I believe that theories are prior to observations as well as to experiments, in the sense that these are significant only in relation to theoretical problems. … Therefore, I do not believe in the “method of generalization”, that is to say, in the view that science begins with observations from which it derives its theories by some process of generalization or induction. (Part 2, p. 134-135)

I believe that the prejudice that we proceed in this way is a kind of optical illusion, and that at no stage of scientific development do we begin without something in the nature of a theory, such as a hypothesis, or a prejudice, or a problem … which in some way guides our observations, and helps us select from the innumerable objects of observation those which may be of interest. (Part 3, p. 79)

The literary literature provides us with a fun example of another sort. In an 1841 letter to his sister, French novelist Gustave Flaubert wrote:

Since you are now studying geometry and trigonometry, I will give you a problem. A ship sails the ocean. It left Boston with a cargo of wool. It grosses 200 tons. It is bound for Le Havre. The mainmast is broken, the cabin boy is on deck, there are 12 passengers aboard, the wind is blowing East-North-East, the clock points to a quarter past three in the afternoon. It is the month of May.
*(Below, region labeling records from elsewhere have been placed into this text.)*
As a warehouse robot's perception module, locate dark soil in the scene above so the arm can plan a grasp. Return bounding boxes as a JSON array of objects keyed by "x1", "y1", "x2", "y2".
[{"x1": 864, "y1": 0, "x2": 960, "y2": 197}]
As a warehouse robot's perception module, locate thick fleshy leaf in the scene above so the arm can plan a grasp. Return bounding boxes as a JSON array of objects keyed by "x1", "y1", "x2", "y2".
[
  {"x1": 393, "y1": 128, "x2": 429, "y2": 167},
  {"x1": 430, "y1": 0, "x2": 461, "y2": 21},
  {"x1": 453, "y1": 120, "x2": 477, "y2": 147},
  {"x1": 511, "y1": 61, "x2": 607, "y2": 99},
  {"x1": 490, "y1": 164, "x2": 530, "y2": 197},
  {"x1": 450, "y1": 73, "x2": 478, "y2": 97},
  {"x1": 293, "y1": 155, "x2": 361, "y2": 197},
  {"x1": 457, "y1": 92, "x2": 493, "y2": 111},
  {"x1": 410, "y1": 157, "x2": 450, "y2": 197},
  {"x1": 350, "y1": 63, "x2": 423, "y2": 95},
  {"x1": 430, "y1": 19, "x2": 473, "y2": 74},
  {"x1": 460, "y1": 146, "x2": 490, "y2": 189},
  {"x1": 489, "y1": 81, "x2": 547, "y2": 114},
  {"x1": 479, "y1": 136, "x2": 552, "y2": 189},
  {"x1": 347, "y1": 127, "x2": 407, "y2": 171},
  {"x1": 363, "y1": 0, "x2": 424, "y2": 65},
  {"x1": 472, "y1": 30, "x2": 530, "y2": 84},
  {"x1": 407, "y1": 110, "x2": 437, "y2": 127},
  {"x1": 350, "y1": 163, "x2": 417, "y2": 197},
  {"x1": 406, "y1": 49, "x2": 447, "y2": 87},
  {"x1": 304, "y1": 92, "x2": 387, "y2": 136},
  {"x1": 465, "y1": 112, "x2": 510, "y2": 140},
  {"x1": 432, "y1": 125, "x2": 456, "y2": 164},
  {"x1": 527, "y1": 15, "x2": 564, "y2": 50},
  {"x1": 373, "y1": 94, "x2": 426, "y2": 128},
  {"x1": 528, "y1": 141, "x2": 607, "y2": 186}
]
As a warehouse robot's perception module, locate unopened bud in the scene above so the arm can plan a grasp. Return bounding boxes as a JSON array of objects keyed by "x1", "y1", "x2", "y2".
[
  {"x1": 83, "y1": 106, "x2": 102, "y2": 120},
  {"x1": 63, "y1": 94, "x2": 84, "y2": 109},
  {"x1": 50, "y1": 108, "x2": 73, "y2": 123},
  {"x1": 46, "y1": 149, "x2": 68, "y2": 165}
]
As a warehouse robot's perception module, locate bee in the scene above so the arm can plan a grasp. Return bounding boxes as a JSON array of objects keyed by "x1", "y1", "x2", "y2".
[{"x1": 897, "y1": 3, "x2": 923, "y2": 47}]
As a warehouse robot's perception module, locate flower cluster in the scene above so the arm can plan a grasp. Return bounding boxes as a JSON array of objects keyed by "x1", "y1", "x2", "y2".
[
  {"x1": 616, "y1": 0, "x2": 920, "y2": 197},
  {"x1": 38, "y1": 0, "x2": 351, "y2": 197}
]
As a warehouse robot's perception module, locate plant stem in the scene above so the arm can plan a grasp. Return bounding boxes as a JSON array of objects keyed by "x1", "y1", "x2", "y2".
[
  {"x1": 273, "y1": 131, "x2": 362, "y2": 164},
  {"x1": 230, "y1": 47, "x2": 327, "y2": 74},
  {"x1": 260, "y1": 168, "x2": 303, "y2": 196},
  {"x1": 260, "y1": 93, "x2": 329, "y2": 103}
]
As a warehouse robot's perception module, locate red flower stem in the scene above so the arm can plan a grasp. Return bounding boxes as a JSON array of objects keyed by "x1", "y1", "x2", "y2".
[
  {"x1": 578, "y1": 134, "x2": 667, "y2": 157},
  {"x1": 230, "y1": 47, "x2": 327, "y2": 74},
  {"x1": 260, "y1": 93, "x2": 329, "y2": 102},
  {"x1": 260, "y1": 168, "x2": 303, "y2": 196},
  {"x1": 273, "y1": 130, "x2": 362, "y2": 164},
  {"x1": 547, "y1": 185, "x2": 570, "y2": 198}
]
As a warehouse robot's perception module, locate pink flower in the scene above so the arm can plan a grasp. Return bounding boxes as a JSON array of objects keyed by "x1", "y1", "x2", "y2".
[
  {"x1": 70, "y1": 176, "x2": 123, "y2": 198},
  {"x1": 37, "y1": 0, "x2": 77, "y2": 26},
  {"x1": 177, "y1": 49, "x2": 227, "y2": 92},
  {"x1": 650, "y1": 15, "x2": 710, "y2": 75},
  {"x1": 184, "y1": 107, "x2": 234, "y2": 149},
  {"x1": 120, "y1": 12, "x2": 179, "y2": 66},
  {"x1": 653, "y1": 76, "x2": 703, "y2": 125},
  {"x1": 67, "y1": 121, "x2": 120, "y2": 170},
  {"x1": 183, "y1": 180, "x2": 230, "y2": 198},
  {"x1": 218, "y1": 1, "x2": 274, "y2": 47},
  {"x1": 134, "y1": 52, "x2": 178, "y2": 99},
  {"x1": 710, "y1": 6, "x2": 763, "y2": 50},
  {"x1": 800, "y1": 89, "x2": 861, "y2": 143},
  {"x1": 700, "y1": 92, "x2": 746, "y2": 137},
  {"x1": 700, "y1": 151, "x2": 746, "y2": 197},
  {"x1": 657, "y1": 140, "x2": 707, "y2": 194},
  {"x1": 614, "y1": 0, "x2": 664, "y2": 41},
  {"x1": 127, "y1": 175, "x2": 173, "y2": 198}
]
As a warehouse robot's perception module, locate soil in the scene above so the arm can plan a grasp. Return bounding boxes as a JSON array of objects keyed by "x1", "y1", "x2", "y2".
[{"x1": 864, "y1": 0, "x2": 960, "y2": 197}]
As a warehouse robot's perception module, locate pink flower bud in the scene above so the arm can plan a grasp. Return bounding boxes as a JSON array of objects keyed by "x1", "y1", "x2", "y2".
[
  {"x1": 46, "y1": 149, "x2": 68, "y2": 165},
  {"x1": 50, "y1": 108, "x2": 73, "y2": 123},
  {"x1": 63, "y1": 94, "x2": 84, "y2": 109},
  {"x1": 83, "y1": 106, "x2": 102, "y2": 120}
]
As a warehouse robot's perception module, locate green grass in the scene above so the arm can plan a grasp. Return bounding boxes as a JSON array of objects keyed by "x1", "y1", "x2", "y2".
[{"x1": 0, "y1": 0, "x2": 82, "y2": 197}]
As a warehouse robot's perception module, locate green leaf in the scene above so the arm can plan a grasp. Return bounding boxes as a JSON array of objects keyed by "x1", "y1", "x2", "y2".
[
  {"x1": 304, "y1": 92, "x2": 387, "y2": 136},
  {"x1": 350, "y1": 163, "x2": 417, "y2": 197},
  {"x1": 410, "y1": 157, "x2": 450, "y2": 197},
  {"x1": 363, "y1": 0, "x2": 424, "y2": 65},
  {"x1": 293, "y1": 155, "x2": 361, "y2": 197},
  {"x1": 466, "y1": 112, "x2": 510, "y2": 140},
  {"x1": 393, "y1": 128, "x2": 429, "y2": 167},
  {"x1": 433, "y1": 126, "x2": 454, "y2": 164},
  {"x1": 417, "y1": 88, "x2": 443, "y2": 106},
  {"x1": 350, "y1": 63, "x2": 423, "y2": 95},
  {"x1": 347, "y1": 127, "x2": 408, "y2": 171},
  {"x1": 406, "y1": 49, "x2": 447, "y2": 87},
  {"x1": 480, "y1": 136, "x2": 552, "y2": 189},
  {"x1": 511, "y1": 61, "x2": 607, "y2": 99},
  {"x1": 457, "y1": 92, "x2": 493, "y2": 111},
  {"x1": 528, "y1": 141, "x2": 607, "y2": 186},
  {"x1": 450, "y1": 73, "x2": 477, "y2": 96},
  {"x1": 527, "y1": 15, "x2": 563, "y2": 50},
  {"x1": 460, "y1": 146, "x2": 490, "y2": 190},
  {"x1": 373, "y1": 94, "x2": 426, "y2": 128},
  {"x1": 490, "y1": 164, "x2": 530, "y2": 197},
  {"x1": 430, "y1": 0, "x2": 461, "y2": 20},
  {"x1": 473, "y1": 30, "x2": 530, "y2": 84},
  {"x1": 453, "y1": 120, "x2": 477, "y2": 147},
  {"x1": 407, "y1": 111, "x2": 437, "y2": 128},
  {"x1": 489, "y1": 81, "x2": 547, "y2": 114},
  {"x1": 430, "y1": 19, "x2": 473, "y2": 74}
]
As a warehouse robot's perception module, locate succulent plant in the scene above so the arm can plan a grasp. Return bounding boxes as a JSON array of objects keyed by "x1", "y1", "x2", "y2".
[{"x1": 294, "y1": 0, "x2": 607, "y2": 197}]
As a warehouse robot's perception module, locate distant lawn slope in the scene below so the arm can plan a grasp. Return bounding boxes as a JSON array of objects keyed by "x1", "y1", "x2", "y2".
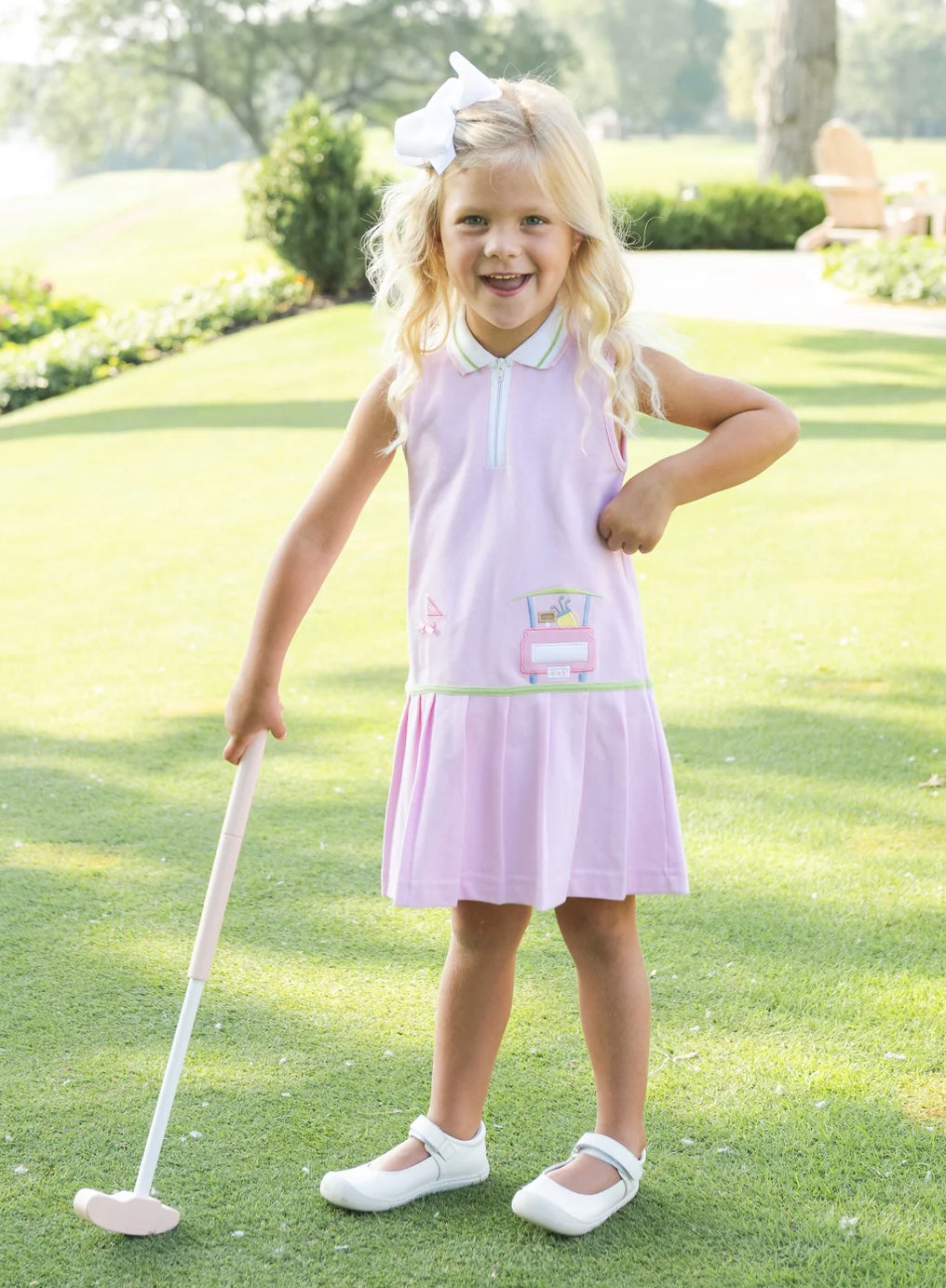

How old is the captain?

In the French original:

Puisque tu fais de la géométrie et de la trigonométrie, je vais te donner un problème : Un navire est en mer, il est parti de Boston chargé de coton, il jauge 200 tonneaux. Il fait voile vers le Havre, le grand mât est cassé, il y a un mousse sur le gaillard d’avant, les passagers sont au nombre de douze, le vent souffle N.-E.-E., l’horloge marque 3 heures un quart d’après-midi, on est au mois de mai…. On demande l’âge du capitaine?

If you are looking for what determines a captain’s age or what is determined by it, most data in the universe are irrelevant. Of course, the exercise proposed by Flaubert could have been a mere cryptographic enigma, but solving it would still have shown nothing about induction as a way to derive scientific laws.